Expert: Vaccination myths must be debunked

An analysis of anti-vaccine witness statements presented during the Texas Legislature’s 2017 session revealed recurring misconceptions that need to be challenged, according to an expert at Rice University’s Baker Institute for Public Policy.

Kirstin Matthews, a fellow in science and technology policy in the Center for Health and Biosciences at the Baker Institute, is available to discuss the science and necessity of vaccinations with the media. She and Baker Institute graduate intern Melody Tan are the authors of two new issue briefs that examine the common anti-vaccine arguments and misconceptions presented during public hearings for two Texas House bills on vaccinations.

According to Matthews and Tan, the five recurring misconceptions are vaccines are ineffective, herd immunity is a myth, vaccines “shed” and cause the spread of disease, the impacts of vaccine-preventable diseases are minor and vaccine-exempt children are not spreading disease. “Each of these myths is inaccurate and unscientific,” the authors wrote. “Furthermore, the witnesses failed to use accurate scientific data to justify them. The few witnesses who did try to cite research grossly misunderstood or misinterpreted the data.”

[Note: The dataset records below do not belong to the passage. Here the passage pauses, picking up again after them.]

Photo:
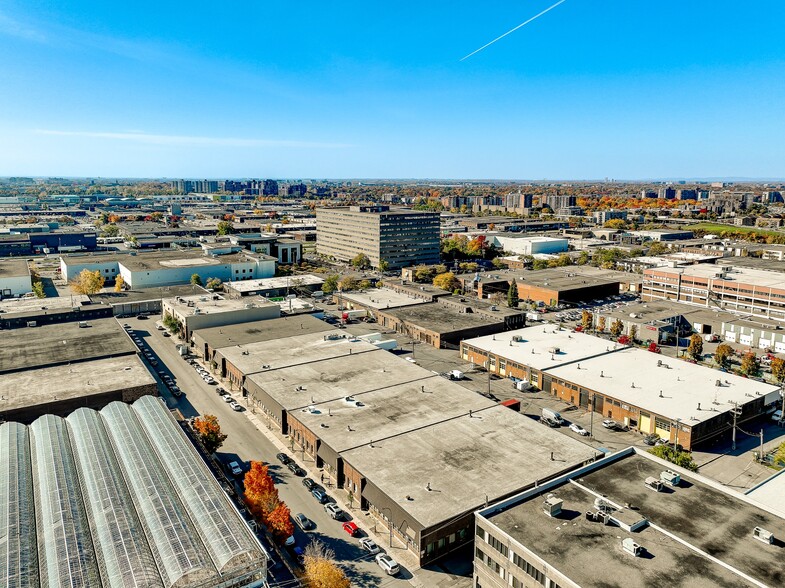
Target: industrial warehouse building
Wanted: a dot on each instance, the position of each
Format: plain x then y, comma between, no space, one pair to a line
679,401
57,368
605,525
117,498
401,237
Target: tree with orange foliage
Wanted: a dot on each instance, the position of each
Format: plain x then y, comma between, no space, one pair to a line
279,521
209,431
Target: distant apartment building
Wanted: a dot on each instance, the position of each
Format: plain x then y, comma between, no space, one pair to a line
400,237
754,292
603,216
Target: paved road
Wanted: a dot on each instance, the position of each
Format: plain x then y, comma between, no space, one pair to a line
245,442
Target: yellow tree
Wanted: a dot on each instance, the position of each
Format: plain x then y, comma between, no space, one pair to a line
87,282
320,568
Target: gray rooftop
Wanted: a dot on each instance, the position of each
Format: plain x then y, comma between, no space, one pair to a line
33,347
700,513
389,410
258,331
64,382
466,461
14,267
299,349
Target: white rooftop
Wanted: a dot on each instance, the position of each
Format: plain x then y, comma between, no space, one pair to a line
381,298
674,389
533,348
275,283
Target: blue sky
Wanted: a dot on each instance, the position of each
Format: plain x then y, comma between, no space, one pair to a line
623,89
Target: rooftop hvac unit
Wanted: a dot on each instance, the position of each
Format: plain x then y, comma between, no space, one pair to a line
629,546
763,535
552,506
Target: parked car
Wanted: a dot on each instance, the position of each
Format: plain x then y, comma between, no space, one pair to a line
651,439
369,545
235,468
303,522
296,469
333,510
320,495
388,564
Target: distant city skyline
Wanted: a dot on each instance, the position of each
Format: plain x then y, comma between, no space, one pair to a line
652,92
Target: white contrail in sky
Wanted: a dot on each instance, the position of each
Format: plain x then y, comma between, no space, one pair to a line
523,24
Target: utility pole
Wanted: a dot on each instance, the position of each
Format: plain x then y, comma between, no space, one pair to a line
735,411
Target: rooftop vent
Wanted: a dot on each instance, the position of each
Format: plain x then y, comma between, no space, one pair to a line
552,505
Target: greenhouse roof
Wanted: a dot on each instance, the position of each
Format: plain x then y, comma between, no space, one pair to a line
117,498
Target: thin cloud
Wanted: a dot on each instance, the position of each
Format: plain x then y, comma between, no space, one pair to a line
191,141
523,24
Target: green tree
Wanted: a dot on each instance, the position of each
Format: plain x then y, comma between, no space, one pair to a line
330,284
723,355
225,228
209,431
695,348
512,294
750,364
361,261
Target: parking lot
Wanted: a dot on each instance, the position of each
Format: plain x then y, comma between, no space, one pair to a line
250,439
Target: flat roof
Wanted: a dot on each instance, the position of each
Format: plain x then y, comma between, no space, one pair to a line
144,294
536,341
258,331
300,349
390,410
672,390
65,382
744,275
211,303
701,514
330,379
381,298
34,347
14,267
441,318
466,461
275,283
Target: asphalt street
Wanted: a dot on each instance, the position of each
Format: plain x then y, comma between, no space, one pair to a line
245,443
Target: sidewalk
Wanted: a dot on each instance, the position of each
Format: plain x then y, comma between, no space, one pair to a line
364,520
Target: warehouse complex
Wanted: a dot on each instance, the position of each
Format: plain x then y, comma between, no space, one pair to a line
117,498
610,524
681,402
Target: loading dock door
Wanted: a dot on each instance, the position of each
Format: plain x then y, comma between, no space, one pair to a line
645,423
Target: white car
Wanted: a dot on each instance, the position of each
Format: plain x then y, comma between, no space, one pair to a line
576,428
388,564
369,545
333,510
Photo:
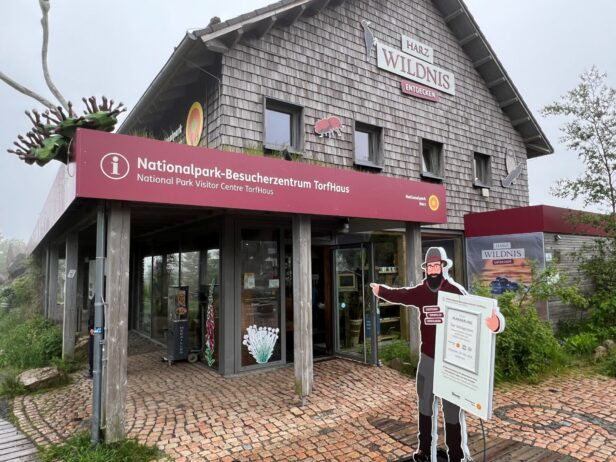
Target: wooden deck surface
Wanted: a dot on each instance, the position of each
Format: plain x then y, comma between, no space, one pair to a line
497,449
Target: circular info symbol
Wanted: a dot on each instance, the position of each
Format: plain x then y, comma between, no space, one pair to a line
114,166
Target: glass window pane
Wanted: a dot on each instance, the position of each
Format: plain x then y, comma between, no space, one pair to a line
210,293
159,303
277,128
260,297
362,145
145,310
431,158
190,279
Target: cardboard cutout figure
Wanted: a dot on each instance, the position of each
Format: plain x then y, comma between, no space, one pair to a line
424,297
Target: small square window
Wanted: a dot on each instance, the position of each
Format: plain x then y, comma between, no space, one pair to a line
432,160
282,126
368,151
482,170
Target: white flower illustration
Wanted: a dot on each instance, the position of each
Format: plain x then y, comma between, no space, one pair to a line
261,342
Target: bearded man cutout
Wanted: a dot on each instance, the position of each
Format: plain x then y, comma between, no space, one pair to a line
422,296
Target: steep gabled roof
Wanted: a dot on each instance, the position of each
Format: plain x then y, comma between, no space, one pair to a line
220,38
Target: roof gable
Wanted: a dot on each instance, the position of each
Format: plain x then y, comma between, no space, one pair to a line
221,37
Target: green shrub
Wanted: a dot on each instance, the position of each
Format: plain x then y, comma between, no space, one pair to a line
582,344
25,290
602,312
527,348
29,343
79,449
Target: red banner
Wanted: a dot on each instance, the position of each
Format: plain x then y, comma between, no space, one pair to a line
128,168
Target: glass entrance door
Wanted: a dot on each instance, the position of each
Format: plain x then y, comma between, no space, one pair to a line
353,301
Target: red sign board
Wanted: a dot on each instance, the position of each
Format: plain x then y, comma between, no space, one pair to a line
419,91
120,167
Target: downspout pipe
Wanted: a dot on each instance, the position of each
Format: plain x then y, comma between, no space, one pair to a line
99,286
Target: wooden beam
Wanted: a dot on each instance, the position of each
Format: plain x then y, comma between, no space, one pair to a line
52,291
536,147
316,7
45,292
302,306
508,102
414,276
235,38
520,121
496,82
116,320
468,38
532,138
451,16
69,322
217,46
293,15
482,61
264,26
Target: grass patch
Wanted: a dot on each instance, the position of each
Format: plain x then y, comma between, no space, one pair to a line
79,449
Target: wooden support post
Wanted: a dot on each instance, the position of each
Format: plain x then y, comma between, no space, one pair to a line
414,276
302,306
52,284
116,322
230,361
45,294
69,322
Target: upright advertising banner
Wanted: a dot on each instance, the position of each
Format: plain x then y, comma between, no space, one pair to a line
464,353
504,262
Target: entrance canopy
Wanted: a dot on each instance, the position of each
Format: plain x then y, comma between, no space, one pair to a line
127,168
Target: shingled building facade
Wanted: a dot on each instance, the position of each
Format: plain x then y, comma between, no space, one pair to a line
329,142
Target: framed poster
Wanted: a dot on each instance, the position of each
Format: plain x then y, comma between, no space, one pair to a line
464,353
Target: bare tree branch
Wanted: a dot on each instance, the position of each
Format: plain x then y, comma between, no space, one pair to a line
20,88
44,4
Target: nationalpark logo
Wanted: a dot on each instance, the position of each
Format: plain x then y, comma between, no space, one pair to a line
115,166
434,203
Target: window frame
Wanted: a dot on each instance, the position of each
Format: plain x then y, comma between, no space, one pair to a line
375,145
426,174
296,112
478,182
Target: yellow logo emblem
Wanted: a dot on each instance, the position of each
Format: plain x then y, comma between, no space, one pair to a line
434,203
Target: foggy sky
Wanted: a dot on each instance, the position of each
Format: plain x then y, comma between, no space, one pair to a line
116,48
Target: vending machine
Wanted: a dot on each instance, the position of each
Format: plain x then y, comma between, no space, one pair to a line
178,334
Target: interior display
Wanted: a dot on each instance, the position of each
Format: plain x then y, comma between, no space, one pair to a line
347,281
209,327
177,338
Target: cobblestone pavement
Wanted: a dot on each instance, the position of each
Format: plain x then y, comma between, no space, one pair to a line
194,414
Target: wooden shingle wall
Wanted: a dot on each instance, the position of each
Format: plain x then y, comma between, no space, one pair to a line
562,251
320,63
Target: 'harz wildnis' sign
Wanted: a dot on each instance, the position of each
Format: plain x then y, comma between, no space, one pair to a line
415,69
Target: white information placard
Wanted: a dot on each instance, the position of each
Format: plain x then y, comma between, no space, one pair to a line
464,354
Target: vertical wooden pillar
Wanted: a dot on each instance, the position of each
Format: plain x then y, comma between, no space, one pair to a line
302,305
229,359
46,279
52,284
414,276
116,322
70,297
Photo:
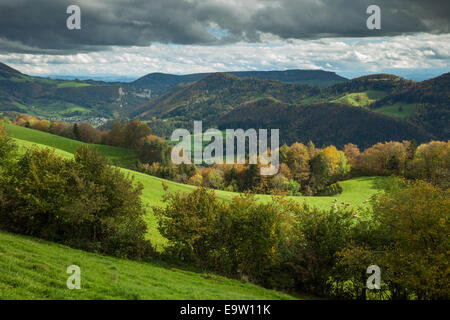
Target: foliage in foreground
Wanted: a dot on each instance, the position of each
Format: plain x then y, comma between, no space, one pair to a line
84,203
286,245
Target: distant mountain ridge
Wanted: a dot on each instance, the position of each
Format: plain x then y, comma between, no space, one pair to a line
161,82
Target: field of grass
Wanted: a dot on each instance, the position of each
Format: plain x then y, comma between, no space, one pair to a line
361,99
35,269
122,156
356,191
72,84
398,110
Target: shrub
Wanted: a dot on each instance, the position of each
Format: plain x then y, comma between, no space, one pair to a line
416,257
83,203
239,239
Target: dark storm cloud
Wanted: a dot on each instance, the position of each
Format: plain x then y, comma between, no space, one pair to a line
39,26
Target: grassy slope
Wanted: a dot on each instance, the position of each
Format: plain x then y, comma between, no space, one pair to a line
361,99
356,191
398,110
125,157
35,269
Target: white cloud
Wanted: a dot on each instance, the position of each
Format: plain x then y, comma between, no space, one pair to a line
361,56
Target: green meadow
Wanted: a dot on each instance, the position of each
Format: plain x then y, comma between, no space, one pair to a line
356,191
35,269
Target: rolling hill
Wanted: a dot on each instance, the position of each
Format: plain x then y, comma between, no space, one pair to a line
216,95
35,269
322,123
62,99
425,103
160,82
356,191
225,101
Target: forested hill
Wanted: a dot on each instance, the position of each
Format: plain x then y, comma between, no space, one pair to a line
217,94
323,123
160,82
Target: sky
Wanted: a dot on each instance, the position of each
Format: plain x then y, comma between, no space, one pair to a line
130,38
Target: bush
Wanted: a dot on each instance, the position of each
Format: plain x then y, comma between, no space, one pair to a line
318,237
83,203
239,239
416,257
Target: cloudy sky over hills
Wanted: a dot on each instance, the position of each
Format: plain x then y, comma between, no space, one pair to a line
135,37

Given these misconceptions, there is a clear need to increase awareness among policymakers and the public of vaccines’ positive impact, the negative consequences of an undervaccinated population and how policies can help influence vaccination rates in Texas, the authors said.

“One way is to encourage broad public participation in discussions on vaccines that involve physicians, scientists, parents and students—especially those who are at risk by being around undervaccinated children,” the authors wrote. “In addition, scientists and doctors should share and discuss publicly available data and research on vaccines and their impacts on public health.”

The authors said that without strong public support for vaccines and vaccine research, Texas runs the risk of allowing more people to opt out for nonmedical reasons, thereby increasing the risk of vaccine-preventable disease.